9 December 2018

Asia rivals to meet again in Omaha women's final

Celine Stucki / WCF

Japan and Korea set up re-match of their recent Pacific-Asia Championships final

Sunday’s women’s final of the Curling World Cup second leg in Omaha will be an all-Asian affair after Korea and Japan both secured top spot in their respective groups with a game to spare.

Japan’s Team Satsuki Fujisawa led Group B by three points from Team Muirhead going into the day’s second session. Their 8-2 victory over China, secured thanks to two scores of three in the second and fourth ends, put them in a very strong position.

They then had to hope that Sweden would beat Scotland on Sheet A in the same session – and so it came to pass. Team Muirhead were behind from the very start as the Olympic and European champions made three successive steals of one. A further three for the Swedes in the sixth end put the result beyond doubt; 7-2 the final score.

After the game, Japanese third Chinami Yoshida said she was "so excited" about the prospect of competing for the $USD 20,000 winners' cheque as well as a place in May's Grand Final in Beijing.

Japan's joy was tempered slightly by losing their evening-session match 5-2 against Scotland, and with it their unbeaten record in the group stage.

The final with Korea is a repeat of the recent Pacific-Asia Curling Curling Championships final in Gangneung, in which Korea dramatically stole three in the final end to earn a 12-8 victory.
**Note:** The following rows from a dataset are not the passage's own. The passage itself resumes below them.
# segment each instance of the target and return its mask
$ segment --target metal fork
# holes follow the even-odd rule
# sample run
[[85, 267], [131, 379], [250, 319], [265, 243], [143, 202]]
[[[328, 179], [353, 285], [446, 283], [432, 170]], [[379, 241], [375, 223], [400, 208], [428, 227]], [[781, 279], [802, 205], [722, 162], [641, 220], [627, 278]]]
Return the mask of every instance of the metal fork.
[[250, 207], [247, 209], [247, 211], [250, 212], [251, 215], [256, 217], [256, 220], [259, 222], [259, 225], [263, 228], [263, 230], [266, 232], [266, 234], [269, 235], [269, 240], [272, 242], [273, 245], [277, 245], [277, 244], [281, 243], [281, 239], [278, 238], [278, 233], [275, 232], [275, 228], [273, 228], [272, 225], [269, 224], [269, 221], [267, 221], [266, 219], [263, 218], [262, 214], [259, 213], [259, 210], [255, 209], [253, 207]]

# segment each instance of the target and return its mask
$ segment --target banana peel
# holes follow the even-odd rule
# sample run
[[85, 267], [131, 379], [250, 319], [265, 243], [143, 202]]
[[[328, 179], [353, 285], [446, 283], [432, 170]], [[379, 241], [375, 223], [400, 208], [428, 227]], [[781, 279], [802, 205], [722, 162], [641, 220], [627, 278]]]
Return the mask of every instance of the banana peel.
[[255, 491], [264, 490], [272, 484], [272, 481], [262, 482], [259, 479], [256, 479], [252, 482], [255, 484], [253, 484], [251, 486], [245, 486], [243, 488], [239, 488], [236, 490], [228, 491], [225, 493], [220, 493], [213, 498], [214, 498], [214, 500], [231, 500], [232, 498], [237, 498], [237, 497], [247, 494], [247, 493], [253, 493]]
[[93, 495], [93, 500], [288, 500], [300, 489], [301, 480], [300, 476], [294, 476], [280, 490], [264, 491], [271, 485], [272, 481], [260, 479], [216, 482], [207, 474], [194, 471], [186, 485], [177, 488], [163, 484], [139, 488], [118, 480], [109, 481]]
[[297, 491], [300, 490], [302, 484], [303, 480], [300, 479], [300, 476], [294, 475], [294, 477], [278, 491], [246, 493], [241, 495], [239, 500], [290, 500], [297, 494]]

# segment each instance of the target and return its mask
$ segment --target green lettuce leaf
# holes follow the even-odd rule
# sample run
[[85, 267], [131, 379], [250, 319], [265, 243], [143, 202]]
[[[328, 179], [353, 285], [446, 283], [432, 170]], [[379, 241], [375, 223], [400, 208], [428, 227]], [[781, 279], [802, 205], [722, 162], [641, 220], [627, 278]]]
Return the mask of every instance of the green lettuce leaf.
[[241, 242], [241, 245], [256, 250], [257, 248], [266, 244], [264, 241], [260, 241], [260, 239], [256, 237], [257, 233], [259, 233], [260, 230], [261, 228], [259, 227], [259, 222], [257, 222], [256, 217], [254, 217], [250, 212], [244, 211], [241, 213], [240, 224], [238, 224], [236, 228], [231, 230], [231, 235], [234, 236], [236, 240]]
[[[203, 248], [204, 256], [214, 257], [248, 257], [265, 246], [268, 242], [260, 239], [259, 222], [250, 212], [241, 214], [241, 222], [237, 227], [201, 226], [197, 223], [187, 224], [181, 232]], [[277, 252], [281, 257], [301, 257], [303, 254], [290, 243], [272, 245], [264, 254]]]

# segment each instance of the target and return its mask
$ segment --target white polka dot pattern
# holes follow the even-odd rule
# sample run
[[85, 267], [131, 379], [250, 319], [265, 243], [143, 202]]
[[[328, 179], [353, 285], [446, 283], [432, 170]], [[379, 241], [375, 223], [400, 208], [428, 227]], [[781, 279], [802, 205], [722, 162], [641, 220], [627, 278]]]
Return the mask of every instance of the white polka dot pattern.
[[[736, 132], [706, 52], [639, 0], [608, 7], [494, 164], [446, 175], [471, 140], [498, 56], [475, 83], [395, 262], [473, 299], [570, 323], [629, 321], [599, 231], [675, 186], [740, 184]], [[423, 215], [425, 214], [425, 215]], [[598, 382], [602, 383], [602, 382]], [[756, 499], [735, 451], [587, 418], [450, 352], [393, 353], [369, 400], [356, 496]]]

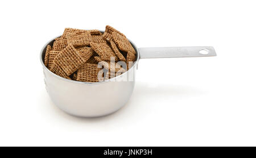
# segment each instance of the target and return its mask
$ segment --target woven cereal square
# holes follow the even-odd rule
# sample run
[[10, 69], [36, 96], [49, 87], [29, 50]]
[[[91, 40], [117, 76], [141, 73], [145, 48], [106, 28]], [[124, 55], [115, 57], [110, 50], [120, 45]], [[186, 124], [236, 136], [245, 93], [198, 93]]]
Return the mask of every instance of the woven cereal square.
[[85, 61], [72, 45], [68, 45], [53, 60], [53, 63], [59, 65], [68, 76], [79, 69]]
[[56, 38], [52, 46], [52, 51], [61, 51], [67, 45], [68, 45], [67, 39], [60, 38]]
[[74, 47], [88, 46], [92, 41], [92, 36], [89, 31], [82, 31], [67, 35], [68, 44]]
[[100, 55], [102, 60], [110, 61], [111, 57], [114, 57], [115, 61], [118, 61], [118, 59], [115, 53], [106, 43], [92, 42], [90, 45]]
[[98, 74], [100, 70], [101, 69], [97, 68], [97, 64], [85, 63], [77, 70], [76, 80], [79, 81], [86, 82], [98, 82], [99, 81]]
[[113, 40], [118, 48], [122, 51], [126, 52], [130, 52], [134, 54], [136, 54], [136, 52], [133, 48], [128, 39], [119, 34], [113, 32], [112, 33]]

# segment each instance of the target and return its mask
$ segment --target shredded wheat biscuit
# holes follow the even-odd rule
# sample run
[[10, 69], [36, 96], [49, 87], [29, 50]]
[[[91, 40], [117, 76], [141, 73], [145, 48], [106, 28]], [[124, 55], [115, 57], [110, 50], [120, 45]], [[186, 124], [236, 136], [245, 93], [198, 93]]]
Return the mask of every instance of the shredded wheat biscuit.
[[92, 41], [92, 36], [89, 31], [82, 31], [67, 35], [68, 44], [74, 47], [88, 46]]
[[84, 59], [84, 60], [87, 61], [90, 57], [94, 53], [94, 51], [90, 48], [88, 47], [81, 47], [76, 48], [79, 55]]
[[44, 55], [44, 65], [46, 67], [48, 66], [48, 63], [49, 61], [49, 52], [52, 50], [52, 47], [51, 45], [48, 45], [46, 48], [46, 55]]
[[63, 71], [63, 70], [55, 63], [53, 63], [52, 66], [50, 68], [50, 70], [60, 77], [71, 80], [68, 76]]
[[113, 40], [110, 41], [110, 46], [111, 46], [111, 48], [112, 48], [112, 49], [113, 50], [114, 52], [115, 52], [115, 55], [117, 55], [117, 57], [118, 57], [118, 59], [120, 61], [126, 61], [126, 60], [125, 59], [125, 57], [118, 50], [118, 48], [117, 48], [117, 45], [115, 45], [115, 44], [114, 43], [114, 42]]
[[119, 31], [117, 31], [113, 27], [107, 25], [106, 26], [106, 28], [105, 30], [105, 32], [103, 34], [103, 38], [106, 39], [107, 41], [110, 41], [113, 37], [112, 37], [112, 34], [113, 32], [116, 32], [117, 34], [120, 34], [122, 36], [123, 36], [125, 37], [125, 35], [120, 32]]
[[87, 31], [84, 30], [76, 29], [76, 28], [65, 28], [65, 30], [61, 37], [63, 39], [67, 39], [67, 35], [68, 34], [74, 34], [79, 32]]
[[92, 35], [102, 35], [102, 33], [101, 32], [101, 31], [100, 31], [98, 30], [89, 30], [89, 31], [90, 31], [90, 34]]
[[79, 69], [85, 61], [72, 45], [65, 48], [53, 60], [53, 63], [59, 65], [68, 76]]
[[51, 51], [49, 52], [48, 66], [47, 66], [48, 69], [51, 69], [51, 67], [52, 66], [53, 63], [54, 59], [57, 56], [57, 55], [58, 55], [60, 52], [60, 51]]
[[57, 38], [53, 43], [52, 50], [55, 51], [61, 51], [65, 47], [68, 45], [67, 39]]
[[128, 39], [120, 34], [113, 32], [112, 33], [113, 40], [118, 48], [122, 51], [126, 52], [130, 52], [134, 54], [136, 54], [136, 52], [133, 48]]
[[92, 42], [90, 47], [96, 53], [100, 55], [101, 58], [105, 61], [110, 61], [112, 57], [114, 57], [115, 61], [118, 59], [111, 48], [106, 43], [96, 43]]
[[85, 63], [77, 70], [77, 80], [87, 82], [98, 82], [98, 73], [101, 70], [97, 64]]

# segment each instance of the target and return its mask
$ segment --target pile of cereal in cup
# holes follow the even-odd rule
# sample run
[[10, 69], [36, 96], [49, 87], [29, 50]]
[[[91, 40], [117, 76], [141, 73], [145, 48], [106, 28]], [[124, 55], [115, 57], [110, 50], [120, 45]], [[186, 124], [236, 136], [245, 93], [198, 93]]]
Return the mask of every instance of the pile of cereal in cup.
[[66, 28], [47, 45], [44, 65], [55, 74], [72, 80], [95, 82], [125, 72], [136, 52], [125, 35], [109, 26], [97, 30]]

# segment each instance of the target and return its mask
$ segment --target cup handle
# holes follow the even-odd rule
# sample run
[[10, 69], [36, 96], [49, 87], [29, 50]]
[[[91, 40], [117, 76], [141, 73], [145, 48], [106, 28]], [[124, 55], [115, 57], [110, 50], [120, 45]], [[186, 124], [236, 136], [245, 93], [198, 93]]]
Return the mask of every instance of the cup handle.
[[204, 57], [216, 56], [213, 47], [139, 48], [140, 59]]

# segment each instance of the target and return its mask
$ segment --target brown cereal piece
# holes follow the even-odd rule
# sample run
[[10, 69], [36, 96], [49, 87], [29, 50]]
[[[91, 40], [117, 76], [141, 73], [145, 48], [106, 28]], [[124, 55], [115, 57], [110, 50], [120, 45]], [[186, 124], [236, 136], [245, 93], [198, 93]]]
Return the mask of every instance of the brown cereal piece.
[[126, 65], [127, 65], [127, 69], [129, 69], [129, 68], [131, 68], [132, 66], [133, 63], [135, 60], [136, 59], [136, 55], [134, 53], [128, 52], [127, 53], [127, 57], [126, 57]]
[[117, 45], [113, 40], [110, 41], [110, 46], [112, 49], [113, 50], [114, 52], [115, 52], [115, 55], [117, 55], [117, 57], [118, 57], [120, 61], [126, 61], [126, 59], [125, 59], [125, 57], [118, 50], [118, 48], [117, 48]]
[[76, 78], [77, 78], [77, 71], [74, 72], [72, 74], [71, 76], [71, 78], [72, 79], [72, 80], [76, 80]]
[[86, 63], [89, 64], [97, 64], [98, 62], [95, 60], [94, 59], [95, 56], [96, 56], [96, 55], [94, 53], [90, 57], [90, 59], [88, 59], [88, 60], [87, 60]]
[[74, 47], [88, 46], [92, 41], [92, 36], [89, 31], [82, 31], [67, 35], [68, 44]]
[[67, 45], [68, 45], [67, 39], [56, 38], [52, 46], [52, 51], [61, 51]]
[[125, 37], [125, 35], [120, 32], [119, 31], [117, 31], [113, 27], [107, 25], [106, 26], [106, 29], [105, 30], [104, 34], [103, 34], [103, 38], [108, 40], [108, 41], [110, 41], [112, 39], [112, 33], [113, 32], [116, 32], [117, 34], [120, 34], [122, 36], [123, 36]]
[[103, 68], [104, 68], [105, 69], [108, 69], [108, 70], [111, 70], [112, 72], [117, 72], [121, 69], [123, 69], [123, 72], [125, 72], [125, 69], [122, 68], [121, 65], [118, 64], [118, 63], [117, 62], [115, 62], [114, 63], [111, 63], [110, 61], [103, 61], [99, 56], [95, 56], [94, 59], [98, 63], [98, 64], [103, 66]]
[[53, 63], [50, 68], [50, 70], [55, 74], [60, 76], [60, 77], [71, 80], [68, 76], [63, 71], [63, 70], [57, 64]]
[[114, 42], [121, 51], [126, 52], [130, 52], [135, 55], [136, 54], [134, 48], [125, 36], [115, 32], [112, 33], [112, 36]]
[[102, 60], [110, 61], [111, 57], [114, 57], [115, 61], [118, 61], [115, 53], [106, 43], [96, 43], [92, 42], [90, 47], [100, 55]]
[[47, 68], [48, 69], [51, 69], [51, 67], [52, 66], [53, 63], [54, 59], [57, 56], [57, 55], [59, 54], [60, 52], [60, 51], [51, 51], [49, 52], [48, 65], [47, 65]]
[[53, 60], [53, 63], [59, 65], [68, 76], [79, 69], [85, 61], [72, 45], [65, 48]]
[[46, 48], [46, 55], [44, 55], [44, 65], [47, 67], [48, 62], [49, 61], [49, 52], [52, 50], [52, 47], [51, 45], [48, 45]]
[[102, 33], [101, 32], [101, 31], [100, 31], [98, 30], [89, 30], [89, 31], [90, 31], [90, 34], [92, 35], [102, 35]]
[[98, 82], [98, 73], [100, 70], [97, 64], [85, 63], [77, 70], [77, 80], [87, 82]]
[[84, 30], [80, 30], [80, 29], [76, 29], [76, 28], [65, 28], [61, 38], [66, 39], [67, 35], [68, 34], [74, 34], [74, 33], [83, 32], [83, 31], [86, 31]]
[[100, 56], [94, 56], [94, 59], [95, 59], [95, 60], [96, 60], [97, 62], [98, 62], [98, 63], [103, 61], [102, 59], [101, 58], [101, 57], [100, 57]]
[[84, 60], [86, 61], [94, 53], [94, 51], [90, 48], [88, 47], [80, 47], [76, 48], [79, 55], [81, 56]]
[[94, 43], [106, 43], [106, 40], [103, 38], [102, 35], [92, 35], [92, 41]]

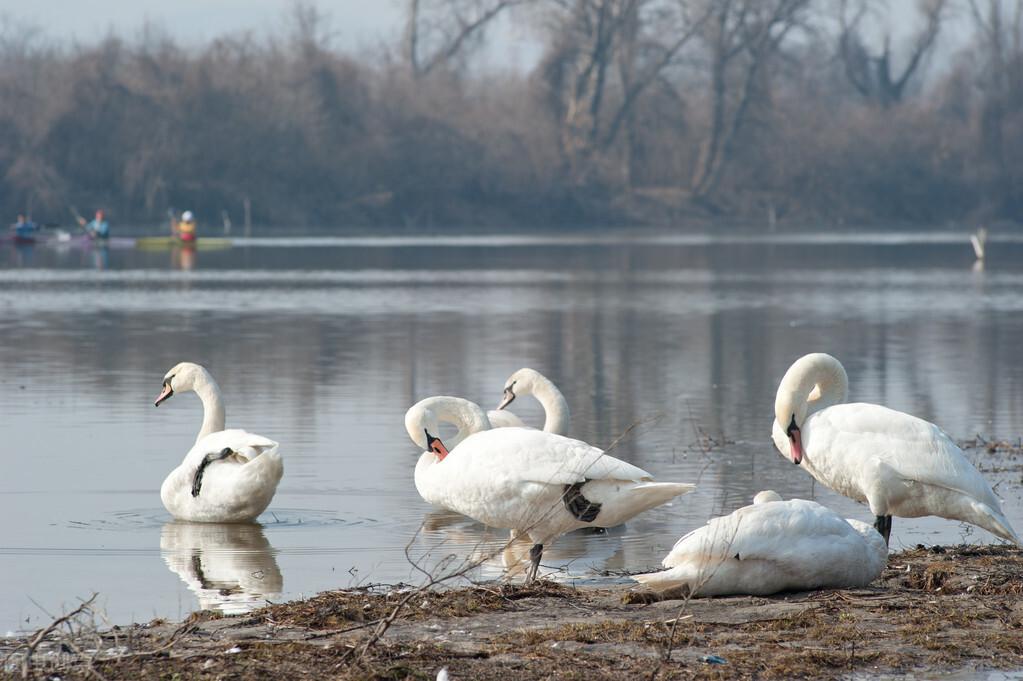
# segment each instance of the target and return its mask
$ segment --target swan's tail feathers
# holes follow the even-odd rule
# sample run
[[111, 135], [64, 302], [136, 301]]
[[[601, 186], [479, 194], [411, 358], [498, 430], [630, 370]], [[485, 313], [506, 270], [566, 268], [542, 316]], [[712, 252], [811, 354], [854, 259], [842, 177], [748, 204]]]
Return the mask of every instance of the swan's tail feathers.
[[643, 499], [643, 510], [649, 510], [695, 489], [697, 486], [690, 483], [639, 483], [632, 491]]
[[977, 513], [977, 518], [975, 519], [977, 525], [984, 528], [984, 530], [987, 530], [992, 535], [1002, 537], [1006, 541], [1023, 547], [1023, 540], [1021, 540], [1020, 536], [1016, 534], [1015, 530], [1013, 530], [1013, 526], [1010, 525], [1009, 518], [987, 504], [979, 501], [973, 503], [973, 508]]
[[[581, 501], [586, 509], [597, 509], [595, 517], [576, 515], [601, 528], [614, 528], [632, 517], [687, 494], [696, 485], [687, 483], [632, 483], [620, 480], [591, 480], [580, 490], [573, 504]], [[569, 503], [569, 500], [566, 501]], [[572, 510], [572, 508], [569, 508]]]

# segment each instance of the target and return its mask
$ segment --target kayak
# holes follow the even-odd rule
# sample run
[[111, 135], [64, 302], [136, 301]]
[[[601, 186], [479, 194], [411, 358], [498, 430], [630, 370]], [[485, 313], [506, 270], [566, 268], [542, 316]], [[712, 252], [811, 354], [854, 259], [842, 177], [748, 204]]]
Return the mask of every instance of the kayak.
[[199, 237], [194, 241], [182, 241], [176, 236], [142, 236], [135, 239], [135, 247], [142, 251], [166, 251], [167, 248], [195, 248], [197, 251], [216, 251], [229, 248], [231, 239]]
[[135, 247], [135, 239], [124, 236], [109, 236], [105, 239], [94, 239], [88, 234], [57, 232], [53, 238], [46, 241], [46, 244], [58, 247], [78, 248], [133, 248]]

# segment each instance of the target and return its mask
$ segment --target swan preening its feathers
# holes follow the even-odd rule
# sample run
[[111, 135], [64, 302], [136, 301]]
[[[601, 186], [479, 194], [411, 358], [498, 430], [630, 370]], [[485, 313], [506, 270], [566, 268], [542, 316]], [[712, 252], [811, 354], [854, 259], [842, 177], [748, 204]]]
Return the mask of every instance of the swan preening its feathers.
[[225, 430], [220, 388], [198, 364], [182, 362], [168, 371], [155, 406], [188, 391], [203, 401], [203, 426], [160, 489], [164, 506], [180, 520], [255, 519], [270, 505], [284, 472], [277, 443], [240, 429]]
[[544, 433], [568, 435], [572, 421], [568, 401], [552, 380], [536, 369], [530, 368], [519, 369], [504, 381], [504, 393], [500, 404], [496, 410], [487, 412], [491, 427], [524, 427], [526, 424], [523, 420], [508, 411], [507, 406], [516, 398], [528, 395], [536, 398], [543, 407]]
[[667, 569], [632, 579], [683, 595], [766, 596], [781, 591], [865, 586], [888, 549], [874, 528], [813, 501], [761, 492], [753, 505], [715, 517], [678, 540]]
[[865, 502], [888, 542], [891, 518], [938, 515], [1021, 544], [990, 486], [941, 429], [876, 404], [846, 403], [842, 364], [806, 355], [786, 372], [772, 438], [783, 456], [836, 492]]
[[[458, 433], [448, 447], [441, 422]], [[579, 440], [520, 427], [490, 428], [478, 405], [433, 397], [405, 414], [405, 428], [427, 450], [415, 466], [415, 488], [427, 501], [492, 528], [529, 537], [536, 577], [543, 545], [573, 530], [621, 525], [693, 485], [656, 483], [646, 470]]]

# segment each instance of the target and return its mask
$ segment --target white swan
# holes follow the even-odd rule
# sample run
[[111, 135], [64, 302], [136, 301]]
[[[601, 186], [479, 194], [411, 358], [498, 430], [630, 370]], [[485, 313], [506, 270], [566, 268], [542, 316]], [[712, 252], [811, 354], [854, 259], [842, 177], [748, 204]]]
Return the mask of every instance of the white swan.
[[507, 411], [507, 406], [517, 397], [532, 395], [543, 407], [545, 414], [544, 433], [566, 435], [572, 420], [569, 403], [553, 381], [536, 369], [519, 369], [504, 381], [504, 395], [496, 411], [487, 412], [491, 426], [495, 428], [525, 425], [522, 419]]
[[683, 536], [662, 563], [632, 579], [682, 595], [766, 596], [780, 591], [865, 586], [885, 569], [888, 547], [870, 525], [813, 501], [759, 493], [753, 505]]
[[241, 615], [283, 590], [273, 547], [254, 523], [174, 520], [160, 534], [160, 552], [203, 609]]
[[254, 519], [270, 505], [284, 472], [277, 443], [244, 430], [224, 430], [220, 389], [198, 364], [182, 362], [168, 371], [155, 406], [187, 391], [203, 401], [203, 427], [181, 465], [160, 488], [164, 506], [179, 520]]
[[[470, 433], [448, 450], [439, 422]], [[536, 578], [544, 544], [586, 527], [611, 528], [660, 506], [695, 486], [655, 483], [641, 468], [584, 442], [530, 428], [490, 429], [487, 415], [468, 400], [428, 398], [405, 414], [412, 441], [429, 451], [415, 465], [424, 499], [492, 528], [528, 536]]]
[[886, 543], [893, 515], [938, 515], [1020, 544], [997, 497], [951, 438], [887, 407], [844, 404], [848, 387], [831, 355], [796, 360], [774, 400], [779, 452], [839, 494], [869, 504]]

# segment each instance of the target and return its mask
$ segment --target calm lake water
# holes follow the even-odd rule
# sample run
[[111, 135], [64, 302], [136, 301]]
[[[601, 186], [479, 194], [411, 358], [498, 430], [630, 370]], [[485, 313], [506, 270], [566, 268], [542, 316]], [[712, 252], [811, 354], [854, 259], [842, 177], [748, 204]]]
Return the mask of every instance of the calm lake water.
[[[418, 582], [406, 546], [435, 564], [503, 535], [419, 498], [405, 410], [439, 394], [493, 408], [523, 366], [562, 388], [571, 435], [607, 446], [654, 419], [615, 454], [699, 484], [627, 527], [560, 540], [544, 563], [561, 579], [654, 568], [761, 489], [870, 520], [774, 451], [777, 381], [825, 351], [854, 400], [1015, 441], [1023, 242], [988, 251], [974, 271], [948, 234], [253, 239], [193, 257], [2, 244], [0, 635], [92, 592], [127, 623]], [[202, 419], [193, 395], [152, 407], [182, 360], [216, 376], [229, 426], [281, 443], [261, 527], [175, 524], [161, 504]], [[524, 402], [513, 410], [538, 424]], [[1020, 461], [970, 455], [1023, 529]], [[992, 538], [934, 518], [896, 519], [892, 535], [896, 549], [960, 541]]]

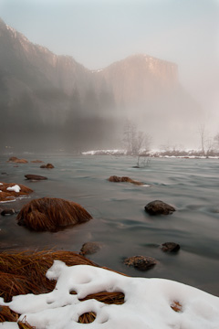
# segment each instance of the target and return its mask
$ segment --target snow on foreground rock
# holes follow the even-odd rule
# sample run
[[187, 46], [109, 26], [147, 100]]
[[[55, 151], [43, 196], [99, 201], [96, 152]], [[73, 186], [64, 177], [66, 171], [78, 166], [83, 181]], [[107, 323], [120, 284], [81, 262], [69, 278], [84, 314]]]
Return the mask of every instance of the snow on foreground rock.
[[[219, 298], [188, 285], [164, 279], [130, 278], [89, 265], [68, 267], [55, 260], [47, 277], [57, 280], [53, 292], [41, 295], [15, 296], [0, 305], [22, 314], [31, 325], [47, 329], [84, 328], [78, 317], [87, 312], [97, 314], [90, 329], [218, 329]], [[75, 291], [77, 294], [70, 294]], [[105, 304], [90, 299], [90, 293], [121, 292], [125, 302]], [[173, 302], [182, 305], [175, 312]], [[0, 328], [18, 328], [3, 323]]]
“Obviously we lost the Pacific-Asia final to the same team, so we are looking forward to playing against them again,” said Yoshida. "Everybody was looking forward to the Curling World Cup before the season and we wanted to show the great game of curling to our fans.”

Korea’s final berth was sealed while they weren’t even on the ice. They had beaten Canada’s Team Tracy Fleury in the day’s opening session to knock them out of the competition, but it was only when United States’ Team Jamie Sinclair lost 9-4 to Russia in the second session that Korea’s progress was confirmed.

With the pressure off, Korea later lost 7-4 to Russia in the evening session, so actually finished level with Canada on 12 points at the top of Group A. Their 2/0 head-to-head record ultimately sent them through.

Skip Kim was undeterred, saying: "We will monitor our mistakes in tonight's game and we will try not to repeat them and pay more attention in the final. Just joining the World Cup is really an honour for us but if we can finish first we will be very, very happy."

That earlier defeat for Team Sinclair rested on a shock six-ender for Russia just before the interval. Sinclair’s attempted draw, with five Russian shot stones in the house, was far too heavy, allowing Alina Kovaleva a simple draw to post six.

That was Russia’s first win of the week - and they later added another against Korea. Their third, Galina Arsenkina, expressed her relief: "It's really good, finally we've got it and we've got smiles on our faces!" she said. "This is a step back [in progress], the end of the Europeans and now, but we just keep trying to end this 'black line' and hope that [our form] will be better soon.

"Omaha has been really nice, especially compared to St Petersburg where it is always cloudy and rain. We enjoyed meeting the Russian fans here. We talked a lot and they are our biggest fans now!"

Those early results made the evening’s final group matches rather immaterial, but Team Hasselborg managed to finish with a 3/3 record by beating China 8-3 and Team Fleury also finished with something of a flourish by winning the North American duel with Team Sinclair 7-4.